Чтобы предложить одного из годовалых спаниелей, особенной щедрости от графа не требовалось, но все равно миссис Фитцхерберт была в восторге.
– Я слышала, милорд, что ваши собаки славятся хорошим нравом и охотничьими способностями. Скажу откровенно, что совершенно уверена в том, что спаниель, подаренный вами его королевскому высочеству, соберет рекордную сумму для моей благотворительной кампании.
Приказав передать собаку по нужному адресу, граф больше о ней не думал, но теперь вспомнил, что щенка выиграл лорд Лангстоун.
Он пересек Парк-лейн и оказался в парке, пока он пропускал повозку, Офелия скрылась из глаз. Однако он знал, в каком направлении она могла пойти, и действительно, через несколько минут нашел ее под деревьями.
Он заметил, что она сидит, слегка съежившись, рядом со спаниелем. Собака была спущена с поводка, но не бегала и не прыгала кругом, а тихо сидела у ее ног.
Граф спрыгнул на землю и, ведя лошадь на поводу, подошел к девушке. Она сидела, глубоко задумавшись, и не поднимала головы, пока он не подошел к ней вплотную.
Когда она взглянула на него, было очевидно, что она ожидала увидеть незнакомого человека.

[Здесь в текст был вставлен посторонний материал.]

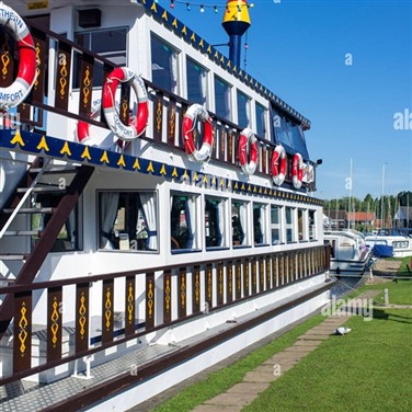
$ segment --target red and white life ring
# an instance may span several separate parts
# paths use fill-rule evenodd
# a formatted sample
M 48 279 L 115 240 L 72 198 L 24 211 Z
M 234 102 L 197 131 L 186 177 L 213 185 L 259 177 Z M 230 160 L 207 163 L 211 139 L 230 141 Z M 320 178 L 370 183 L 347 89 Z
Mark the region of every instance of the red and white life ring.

Но когда она обнаружила, кто стоит перед ней, она слегка вскрикнула, и выражение ужаса, уже известное ему, вновь появилось в ее глазах.
– Доброе утро, мисс Лангстоун, – начал граф.
– Уходите... пожалуйста... уходите! – воскликнула она. – Не разговаривайте со мной, пожалуйста, оставьте меня!
Слова срывались с ее губ, казалось, она не может их контролировать.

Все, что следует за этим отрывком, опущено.